Hypoxemia is a significant cause of early and interstage death in patients with single ventricle (SV). Obstruction of Blalock-Taussig shunts (BTS) in patients with SV has traditionally been managed with surgical revision.

Purpose: We report on the experience at our institution of deploying endovascular stents within BTS as well as obstructed right-ventricle (RV) to pulmonary artery (PA) conduits in patients with modified Norwood (ie Sano modification).

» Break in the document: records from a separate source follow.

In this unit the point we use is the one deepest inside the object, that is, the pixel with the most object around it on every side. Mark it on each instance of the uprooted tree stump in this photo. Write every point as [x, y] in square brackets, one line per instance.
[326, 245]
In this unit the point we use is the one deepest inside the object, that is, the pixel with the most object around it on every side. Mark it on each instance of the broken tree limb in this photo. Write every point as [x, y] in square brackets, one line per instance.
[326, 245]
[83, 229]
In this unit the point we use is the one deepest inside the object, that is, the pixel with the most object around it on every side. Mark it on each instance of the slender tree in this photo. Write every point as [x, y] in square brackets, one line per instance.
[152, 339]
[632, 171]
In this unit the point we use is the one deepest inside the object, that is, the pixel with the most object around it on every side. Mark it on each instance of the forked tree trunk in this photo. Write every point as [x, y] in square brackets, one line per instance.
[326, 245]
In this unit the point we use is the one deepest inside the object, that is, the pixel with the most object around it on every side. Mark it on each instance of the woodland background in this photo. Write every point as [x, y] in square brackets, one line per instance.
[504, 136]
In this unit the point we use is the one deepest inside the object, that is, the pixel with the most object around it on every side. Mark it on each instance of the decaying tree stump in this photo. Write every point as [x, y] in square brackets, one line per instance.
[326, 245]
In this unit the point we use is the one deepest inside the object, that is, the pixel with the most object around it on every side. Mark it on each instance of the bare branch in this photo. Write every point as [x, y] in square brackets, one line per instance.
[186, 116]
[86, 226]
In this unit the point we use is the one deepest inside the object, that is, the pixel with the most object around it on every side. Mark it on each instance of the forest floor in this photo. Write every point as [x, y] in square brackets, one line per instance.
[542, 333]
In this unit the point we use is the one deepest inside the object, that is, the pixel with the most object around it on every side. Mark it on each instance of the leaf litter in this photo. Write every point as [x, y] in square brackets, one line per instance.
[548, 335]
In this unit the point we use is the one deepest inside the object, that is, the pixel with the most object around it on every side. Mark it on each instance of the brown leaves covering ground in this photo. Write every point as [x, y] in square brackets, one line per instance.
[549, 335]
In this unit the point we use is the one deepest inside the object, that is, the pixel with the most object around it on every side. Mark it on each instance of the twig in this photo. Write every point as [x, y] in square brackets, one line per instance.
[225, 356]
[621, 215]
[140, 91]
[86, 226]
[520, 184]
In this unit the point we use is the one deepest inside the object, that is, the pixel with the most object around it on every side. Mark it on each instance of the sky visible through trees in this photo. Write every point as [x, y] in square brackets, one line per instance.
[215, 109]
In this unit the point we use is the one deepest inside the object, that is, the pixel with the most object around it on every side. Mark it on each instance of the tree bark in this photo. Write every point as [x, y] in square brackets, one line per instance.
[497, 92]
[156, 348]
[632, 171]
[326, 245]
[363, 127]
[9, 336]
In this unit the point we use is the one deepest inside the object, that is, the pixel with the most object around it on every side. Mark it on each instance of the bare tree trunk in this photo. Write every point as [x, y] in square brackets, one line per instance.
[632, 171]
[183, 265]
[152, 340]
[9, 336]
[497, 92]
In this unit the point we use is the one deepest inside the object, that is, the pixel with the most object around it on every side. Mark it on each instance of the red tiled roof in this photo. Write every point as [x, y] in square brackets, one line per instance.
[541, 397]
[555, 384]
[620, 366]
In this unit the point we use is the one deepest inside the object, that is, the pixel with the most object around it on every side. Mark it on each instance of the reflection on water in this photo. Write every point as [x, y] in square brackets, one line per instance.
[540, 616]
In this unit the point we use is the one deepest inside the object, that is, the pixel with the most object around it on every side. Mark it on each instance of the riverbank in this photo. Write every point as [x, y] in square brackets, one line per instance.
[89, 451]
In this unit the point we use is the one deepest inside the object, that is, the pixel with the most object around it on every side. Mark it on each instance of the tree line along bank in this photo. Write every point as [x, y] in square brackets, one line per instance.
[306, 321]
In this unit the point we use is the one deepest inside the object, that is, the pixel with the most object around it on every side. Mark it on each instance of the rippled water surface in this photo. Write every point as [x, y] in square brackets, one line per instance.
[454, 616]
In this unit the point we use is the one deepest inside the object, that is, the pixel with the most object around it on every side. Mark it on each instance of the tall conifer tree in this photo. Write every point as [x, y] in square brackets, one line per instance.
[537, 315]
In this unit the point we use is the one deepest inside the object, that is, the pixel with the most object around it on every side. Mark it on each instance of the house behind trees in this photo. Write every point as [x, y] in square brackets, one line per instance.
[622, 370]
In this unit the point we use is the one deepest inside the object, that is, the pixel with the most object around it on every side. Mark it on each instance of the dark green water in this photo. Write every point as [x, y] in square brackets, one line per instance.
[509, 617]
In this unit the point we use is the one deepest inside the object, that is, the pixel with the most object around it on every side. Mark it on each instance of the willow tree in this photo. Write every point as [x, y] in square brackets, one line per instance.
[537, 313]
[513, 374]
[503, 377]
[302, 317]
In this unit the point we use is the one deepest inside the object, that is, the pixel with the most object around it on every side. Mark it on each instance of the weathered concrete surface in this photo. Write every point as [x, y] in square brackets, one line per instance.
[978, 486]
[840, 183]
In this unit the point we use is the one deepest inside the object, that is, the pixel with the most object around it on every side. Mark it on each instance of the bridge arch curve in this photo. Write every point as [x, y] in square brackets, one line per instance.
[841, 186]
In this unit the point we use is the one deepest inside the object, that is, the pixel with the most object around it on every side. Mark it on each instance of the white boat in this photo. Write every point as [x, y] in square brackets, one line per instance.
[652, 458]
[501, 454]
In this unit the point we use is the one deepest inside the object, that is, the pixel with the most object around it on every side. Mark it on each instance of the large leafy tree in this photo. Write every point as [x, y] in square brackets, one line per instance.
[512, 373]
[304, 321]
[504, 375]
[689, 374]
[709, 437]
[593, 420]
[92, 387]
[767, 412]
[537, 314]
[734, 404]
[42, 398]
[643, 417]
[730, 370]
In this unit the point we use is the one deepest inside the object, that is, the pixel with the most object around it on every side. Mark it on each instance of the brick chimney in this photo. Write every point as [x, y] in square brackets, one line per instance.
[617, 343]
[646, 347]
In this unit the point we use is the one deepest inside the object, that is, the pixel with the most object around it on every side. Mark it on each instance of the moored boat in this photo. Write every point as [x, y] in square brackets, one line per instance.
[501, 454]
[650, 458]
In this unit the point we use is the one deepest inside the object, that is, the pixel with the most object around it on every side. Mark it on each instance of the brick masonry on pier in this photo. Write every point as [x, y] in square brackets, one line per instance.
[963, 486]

Methods: Medical records were reviewed for the time period between January 1, 2002 and November 30, 2005. All patients with SV who presented for intervention for BTS or RV-PA conduit stenosis were reviewed. Specific endpoints reviewed included pre- and post-intervention arterial oxygen saturation, type of intervention (stent vs. ballon dilation), need for subsequent surgical shunt/conduit revision, and interval to second stage palliation.

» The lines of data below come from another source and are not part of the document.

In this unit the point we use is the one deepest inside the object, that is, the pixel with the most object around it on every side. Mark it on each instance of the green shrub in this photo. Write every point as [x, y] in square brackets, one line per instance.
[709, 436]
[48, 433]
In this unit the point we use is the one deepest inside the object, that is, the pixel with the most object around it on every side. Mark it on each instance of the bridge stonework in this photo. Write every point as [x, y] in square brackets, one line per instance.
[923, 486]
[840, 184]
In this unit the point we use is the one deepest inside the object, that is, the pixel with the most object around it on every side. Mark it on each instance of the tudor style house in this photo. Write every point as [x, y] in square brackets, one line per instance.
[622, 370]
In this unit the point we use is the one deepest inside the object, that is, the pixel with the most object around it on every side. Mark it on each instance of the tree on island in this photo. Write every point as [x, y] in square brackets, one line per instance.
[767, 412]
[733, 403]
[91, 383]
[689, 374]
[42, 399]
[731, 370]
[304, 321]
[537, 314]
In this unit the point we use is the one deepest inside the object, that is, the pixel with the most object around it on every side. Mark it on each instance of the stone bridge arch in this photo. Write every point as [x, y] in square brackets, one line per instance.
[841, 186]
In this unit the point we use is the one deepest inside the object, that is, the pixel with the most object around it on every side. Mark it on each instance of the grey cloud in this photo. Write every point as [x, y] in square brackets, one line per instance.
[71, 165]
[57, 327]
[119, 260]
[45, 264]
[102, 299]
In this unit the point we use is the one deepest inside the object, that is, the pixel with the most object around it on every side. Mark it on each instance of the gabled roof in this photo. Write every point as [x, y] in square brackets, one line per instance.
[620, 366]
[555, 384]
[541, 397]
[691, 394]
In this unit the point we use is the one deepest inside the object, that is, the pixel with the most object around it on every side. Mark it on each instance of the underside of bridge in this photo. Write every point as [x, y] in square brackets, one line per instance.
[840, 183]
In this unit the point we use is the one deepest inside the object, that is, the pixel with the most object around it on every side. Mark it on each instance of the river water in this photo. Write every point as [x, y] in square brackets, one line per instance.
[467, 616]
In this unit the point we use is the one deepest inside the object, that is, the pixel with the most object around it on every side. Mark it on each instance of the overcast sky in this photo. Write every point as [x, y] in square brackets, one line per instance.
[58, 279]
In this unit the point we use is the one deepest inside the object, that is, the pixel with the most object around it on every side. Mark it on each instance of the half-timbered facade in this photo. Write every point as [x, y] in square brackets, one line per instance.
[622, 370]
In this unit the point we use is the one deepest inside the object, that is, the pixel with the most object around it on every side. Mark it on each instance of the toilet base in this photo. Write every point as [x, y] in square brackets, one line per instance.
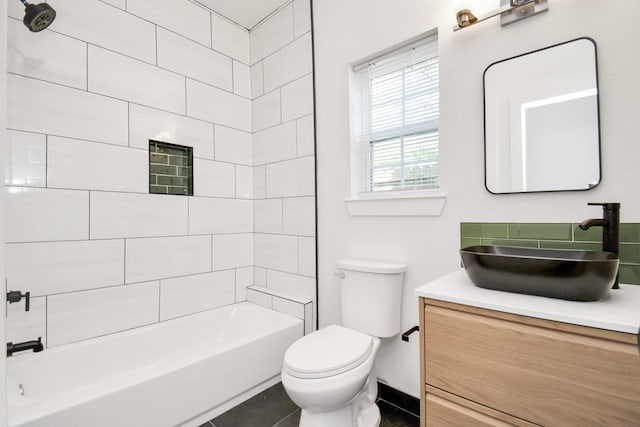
[360, 412]
[342, 417]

Results: Fifteen patients with SV underwent intervention for acute cyanosis. Eight patients had BTS, and the other seven patients had RV-PA conduit stenosis. Coronary stents were deployed in 14 of the 15 patients. Four patients also underwent balloon angioplasty of branch PAs. Oxygen saturations improved in all patients, with a mean increase of 13.9% (p = 0.0001). Four patients died before second stage palliation--one due to complications of the catheterization. Of the eleven remaining patients, nine have undergone second stage palliation; interval from intervention to Glenn ranged from 28-205 days (mean 163d). Two patients are awaiting cavo-pulmonary anastamosis.

Conclusions: Endovascular stenting in this high-risk population is effective at improving oxygen saturation as well as obviating need to surgical shunt/conduit revision.